Now that Sens. Barbara Boxer and John Kerry have introduced their climate change bill, the real debate about the best policy to address global warming can get started.
But the more I look at legislation for a cap-and-trade program, the more it looks like a Rube Goldberg device one of those amusing contraptions that employ all manner of moving parts in a complicated, convoluted process that performs a simple task.
The task we're talking about reducing carbon emissions by making fossil fuels more expensive than clean energy is pretty straightforward. And yet to accomplish it, Boxer and Kerry have come up with an 840-page bill that gives "War and Peace" a run for its money.

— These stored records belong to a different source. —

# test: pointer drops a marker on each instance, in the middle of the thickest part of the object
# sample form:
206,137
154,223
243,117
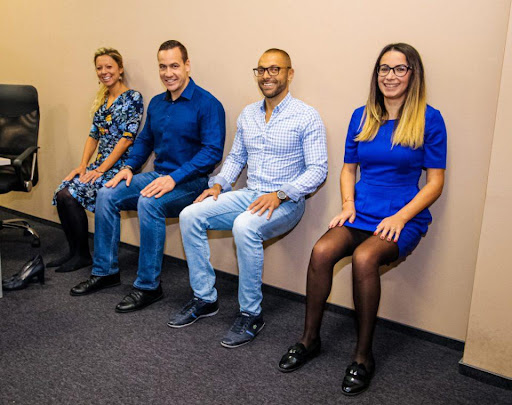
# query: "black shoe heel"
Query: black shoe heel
32,270
40,277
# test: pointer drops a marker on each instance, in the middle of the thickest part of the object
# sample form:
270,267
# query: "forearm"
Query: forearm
122,145
89,148
348,182
426,196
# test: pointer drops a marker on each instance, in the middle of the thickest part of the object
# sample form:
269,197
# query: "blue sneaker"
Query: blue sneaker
244,329
195,309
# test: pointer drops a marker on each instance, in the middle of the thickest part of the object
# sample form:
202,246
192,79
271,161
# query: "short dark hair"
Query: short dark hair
171,44
283,53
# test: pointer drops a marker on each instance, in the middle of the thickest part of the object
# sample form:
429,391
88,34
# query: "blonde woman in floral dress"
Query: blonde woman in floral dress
117,116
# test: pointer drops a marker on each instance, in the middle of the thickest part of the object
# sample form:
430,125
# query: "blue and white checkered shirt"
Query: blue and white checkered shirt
288,153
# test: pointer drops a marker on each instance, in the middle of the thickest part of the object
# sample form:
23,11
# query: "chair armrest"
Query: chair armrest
17,163
25,154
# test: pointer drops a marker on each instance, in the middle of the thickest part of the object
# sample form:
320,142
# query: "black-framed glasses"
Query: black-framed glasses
271,70
398,70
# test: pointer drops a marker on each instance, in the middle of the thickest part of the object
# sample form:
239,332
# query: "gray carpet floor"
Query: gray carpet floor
58,349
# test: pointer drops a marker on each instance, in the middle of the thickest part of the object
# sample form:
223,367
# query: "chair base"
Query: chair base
18,223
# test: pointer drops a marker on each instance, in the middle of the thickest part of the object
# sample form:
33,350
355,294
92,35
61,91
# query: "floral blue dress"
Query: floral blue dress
109,125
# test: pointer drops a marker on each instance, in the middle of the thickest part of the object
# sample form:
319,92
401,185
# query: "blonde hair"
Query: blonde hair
410,128
102,93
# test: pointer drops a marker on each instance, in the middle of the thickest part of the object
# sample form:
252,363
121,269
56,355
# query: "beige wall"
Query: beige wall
333,45
489,337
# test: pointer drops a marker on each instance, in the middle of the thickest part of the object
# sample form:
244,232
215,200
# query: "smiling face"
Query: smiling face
394,87
174,72
275,87
108,70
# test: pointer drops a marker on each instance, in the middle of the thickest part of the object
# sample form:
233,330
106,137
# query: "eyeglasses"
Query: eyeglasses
272,70
398,70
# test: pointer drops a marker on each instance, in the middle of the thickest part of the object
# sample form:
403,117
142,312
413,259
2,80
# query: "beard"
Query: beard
271,93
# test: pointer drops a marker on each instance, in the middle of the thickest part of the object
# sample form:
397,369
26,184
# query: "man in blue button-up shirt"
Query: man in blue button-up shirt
185,128
282,141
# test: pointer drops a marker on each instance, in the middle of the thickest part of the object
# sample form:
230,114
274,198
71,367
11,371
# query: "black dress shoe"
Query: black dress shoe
297,355
357,379
95,283
31,271
139,299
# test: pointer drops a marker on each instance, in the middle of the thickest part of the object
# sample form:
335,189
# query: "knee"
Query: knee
321,255
189,216
149,206
104,196
243,230
63,196
364,264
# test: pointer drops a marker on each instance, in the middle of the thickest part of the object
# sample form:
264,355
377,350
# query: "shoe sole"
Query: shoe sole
291,370
244,343
93,291
124,311
170,325
347,394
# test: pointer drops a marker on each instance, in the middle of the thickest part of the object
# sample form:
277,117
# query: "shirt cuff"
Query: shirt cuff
292,192
220,180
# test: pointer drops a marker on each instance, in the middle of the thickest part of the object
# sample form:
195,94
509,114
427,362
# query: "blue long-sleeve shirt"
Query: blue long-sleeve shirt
288,153
187,134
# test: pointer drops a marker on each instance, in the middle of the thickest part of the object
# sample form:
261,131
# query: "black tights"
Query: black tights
368,253
75,225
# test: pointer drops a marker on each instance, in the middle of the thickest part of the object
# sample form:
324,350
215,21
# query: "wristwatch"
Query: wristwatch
282,196
126,167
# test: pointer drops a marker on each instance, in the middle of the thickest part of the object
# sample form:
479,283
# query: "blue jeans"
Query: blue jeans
152,214
229,212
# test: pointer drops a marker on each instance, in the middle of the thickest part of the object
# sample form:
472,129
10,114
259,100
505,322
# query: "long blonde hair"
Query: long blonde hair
102,93
410,128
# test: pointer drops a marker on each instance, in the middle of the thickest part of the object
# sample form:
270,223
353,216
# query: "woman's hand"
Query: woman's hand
91,176
390,228
348,212
79,171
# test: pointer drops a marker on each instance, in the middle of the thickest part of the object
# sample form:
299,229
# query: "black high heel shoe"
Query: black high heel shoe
357,379
31,271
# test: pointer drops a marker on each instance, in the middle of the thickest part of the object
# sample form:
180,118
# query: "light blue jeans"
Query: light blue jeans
229,212
152,214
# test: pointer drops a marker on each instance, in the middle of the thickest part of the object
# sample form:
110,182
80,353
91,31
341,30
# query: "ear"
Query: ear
291,73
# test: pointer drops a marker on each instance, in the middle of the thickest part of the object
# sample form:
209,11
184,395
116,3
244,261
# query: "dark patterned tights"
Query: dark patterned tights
368,253
74,222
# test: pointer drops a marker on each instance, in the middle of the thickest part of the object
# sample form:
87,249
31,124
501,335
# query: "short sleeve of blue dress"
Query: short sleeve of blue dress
121,120
390,174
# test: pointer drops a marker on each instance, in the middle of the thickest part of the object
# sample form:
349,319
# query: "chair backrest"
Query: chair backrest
19,122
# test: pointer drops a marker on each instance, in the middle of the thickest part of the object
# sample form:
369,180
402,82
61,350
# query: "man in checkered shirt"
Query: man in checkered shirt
282,141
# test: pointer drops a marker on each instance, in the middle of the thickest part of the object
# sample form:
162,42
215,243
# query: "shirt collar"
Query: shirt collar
282,105
187,93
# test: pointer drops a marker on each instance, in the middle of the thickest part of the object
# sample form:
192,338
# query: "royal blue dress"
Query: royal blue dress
390,175
109,125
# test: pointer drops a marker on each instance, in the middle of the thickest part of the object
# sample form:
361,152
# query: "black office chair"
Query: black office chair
19,127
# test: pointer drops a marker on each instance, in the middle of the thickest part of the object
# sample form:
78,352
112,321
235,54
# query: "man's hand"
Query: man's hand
80,171
91,176
348,213
213,191
159,187
125,174
266,202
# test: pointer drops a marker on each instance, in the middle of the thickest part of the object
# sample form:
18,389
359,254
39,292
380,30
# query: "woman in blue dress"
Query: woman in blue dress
117,116
385,214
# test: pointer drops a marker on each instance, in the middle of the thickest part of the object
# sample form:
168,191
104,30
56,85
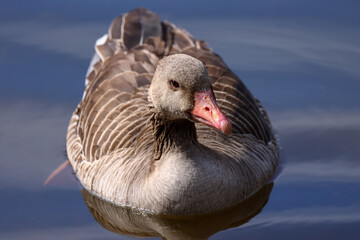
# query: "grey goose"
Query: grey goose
165,126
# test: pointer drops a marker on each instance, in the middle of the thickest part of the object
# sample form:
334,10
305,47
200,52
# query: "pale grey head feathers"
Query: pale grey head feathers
191,75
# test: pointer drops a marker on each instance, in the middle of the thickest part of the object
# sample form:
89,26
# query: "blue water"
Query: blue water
300,58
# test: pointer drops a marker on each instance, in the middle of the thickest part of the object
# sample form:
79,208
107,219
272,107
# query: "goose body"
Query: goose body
139,137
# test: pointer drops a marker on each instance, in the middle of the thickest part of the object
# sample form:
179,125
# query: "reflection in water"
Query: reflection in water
127,221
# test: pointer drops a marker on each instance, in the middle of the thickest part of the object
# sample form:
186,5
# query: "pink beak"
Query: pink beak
207,111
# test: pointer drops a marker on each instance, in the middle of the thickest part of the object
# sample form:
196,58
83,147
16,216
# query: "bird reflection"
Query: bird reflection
135,223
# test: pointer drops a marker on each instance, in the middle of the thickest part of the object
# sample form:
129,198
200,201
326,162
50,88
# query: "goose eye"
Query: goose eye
174,84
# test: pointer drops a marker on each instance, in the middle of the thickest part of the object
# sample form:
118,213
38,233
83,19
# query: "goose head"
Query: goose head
181,89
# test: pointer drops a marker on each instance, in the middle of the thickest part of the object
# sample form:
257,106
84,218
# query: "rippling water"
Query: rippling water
301,59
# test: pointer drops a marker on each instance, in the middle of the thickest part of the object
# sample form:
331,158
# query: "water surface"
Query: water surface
299,58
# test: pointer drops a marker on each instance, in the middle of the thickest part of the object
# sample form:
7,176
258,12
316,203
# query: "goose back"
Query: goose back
110,131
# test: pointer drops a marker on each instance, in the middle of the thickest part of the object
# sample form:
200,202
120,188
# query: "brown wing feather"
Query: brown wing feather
114,112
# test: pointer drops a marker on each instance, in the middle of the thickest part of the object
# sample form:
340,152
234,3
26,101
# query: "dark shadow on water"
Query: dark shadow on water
131,222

To raise the cost of carbon-based energy and make clean energy technologies, such as wind and solar, more competitive, cap-and-trade creates a market in which thousands of companies are required to purchase permits to emit carbon dioxide. But wait the Senate hasn't revealed how it will allocate permits, but if it follows the House, most of the permits will initially be given away rather than auctioned off. And there's also this messy contrivance called carbon offsets, which allows polluters to invest in projects that reduce carbon emissions. Good luck verifying the efficacy of those offsets.
Which brings us to even more moving parts, including a huge, mind-boggling bureaucracy that would be established to inspect industries and verify compliance. There's also a need to regulate the trillion-dollar market in carbon futures; Wall Street is already salivating over the speculative opportunities in subprime carbon.

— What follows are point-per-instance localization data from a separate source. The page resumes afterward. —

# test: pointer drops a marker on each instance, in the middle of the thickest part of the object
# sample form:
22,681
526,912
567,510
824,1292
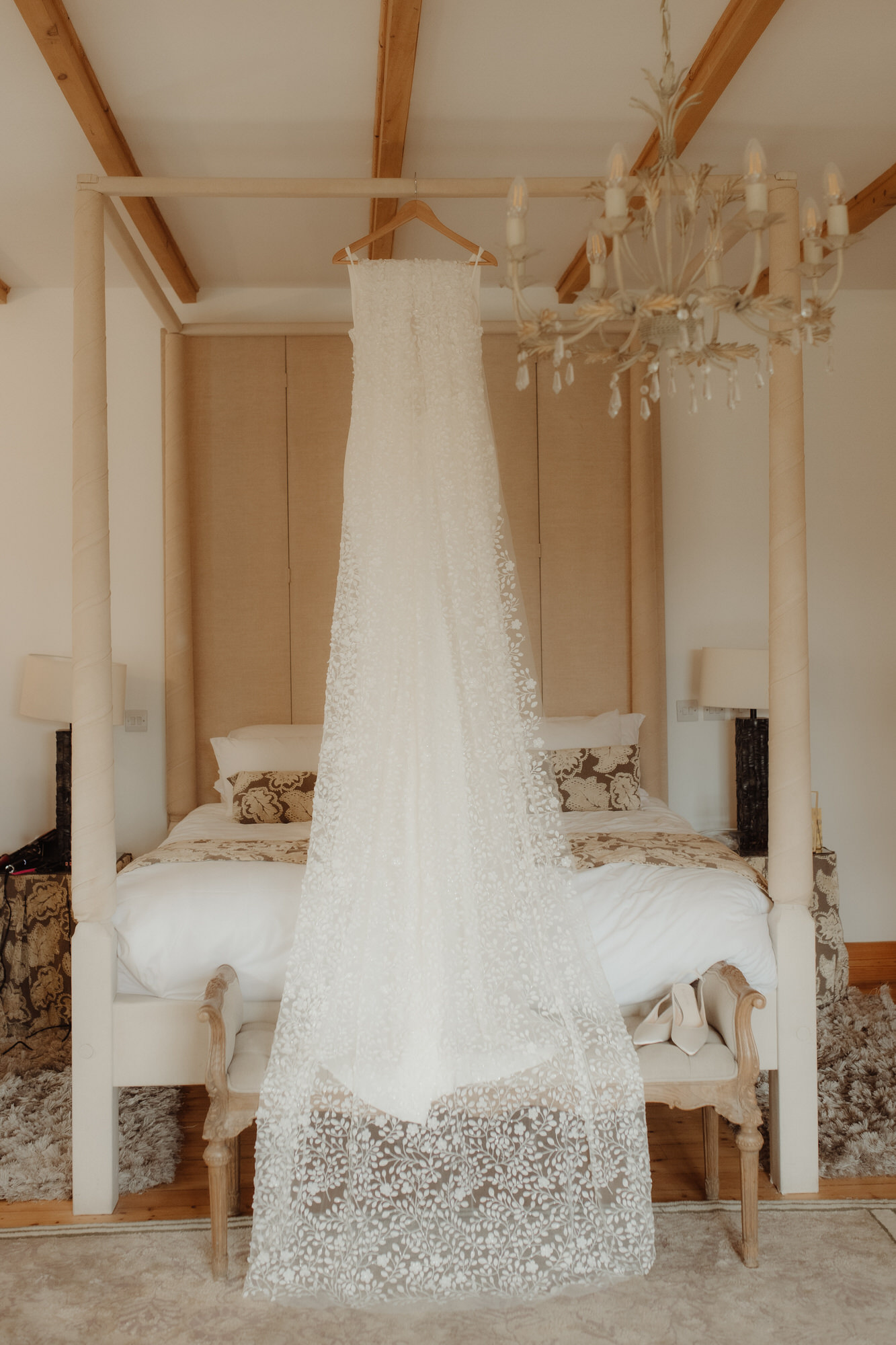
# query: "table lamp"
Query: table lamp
739,680
46,695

And while the legislation includes a mechanism to help consumers afford higher energy costs, the choice of middleman for providing that assistance utility companies leaves me a bit skeptical.
I'm not a Nobel Prize-winning economist, but it seems to me we should look to someone other than Goldberg for inspiration in solving this problem. The trouble with such a complicated device is that, if any of the parts malfunction, the task is not completed. We need fewer moving parts.
And that's the beauty of the carbon tax and dividend, which would impose a steadily increasing fee on carbon at the source, whether it be a well, a mine or a port of entry. Most of the revenue from the tax would be returned to consumers, preferably in the form of a monthly payment.
In addition to being more efficient, the carbon tax and dividend approach is also more effective. An analysis by the Carbon Tax Center predicts that by 2020, a steadily increasing tax could reduce carbon dioxide emissions to 28 percent below 2005 levels. Even if it delivers as promised, the Boxer-Kerry bill would effect a reduction of only 20 percent by 2020.
One might be tempted to shrug off this difference, given that the cap-and-trade bill requires an 83 percent reduction by 2050. But the problem is that climate change is happening twice as quickly as previously believed, according to an exhaustive study released last spring by the Massachusetts Institute of Technology. Making matters worse are the "amplifying feedbacks" that climate scientist James Hansen has warned of. For example, as rising temperatures melt the tundra in the arctic regions, methane, a powerful greenhouse gas, is released into the air, trapping even more heat.
The policy we choose for climate change has to be a match for the science. Scientists like Hansen tell us that our atmosphere cannot sustain a carbon-dioxide concentration greater than 350 parts per million. To go higher for any length of time we're at 389 ppm already is to invite disaster. Why, then, are policy-makers operating under the assumption that 450 ppm of CO2 is an acceptable level?
Despite such warnings from the scientific community, the political will to address climate change appears to be flagging. At first count, the Boxer-Kerry bill has 45 votes in its corner.
Perhaps the best way to get climate-change legislation on track is to take a fresh approach one with fewer moving parts. The carbon tax and dividend may not be as fun to watch as a Rube Goldberg machine, but I would gladly sacrifice the entertainment for something that works better.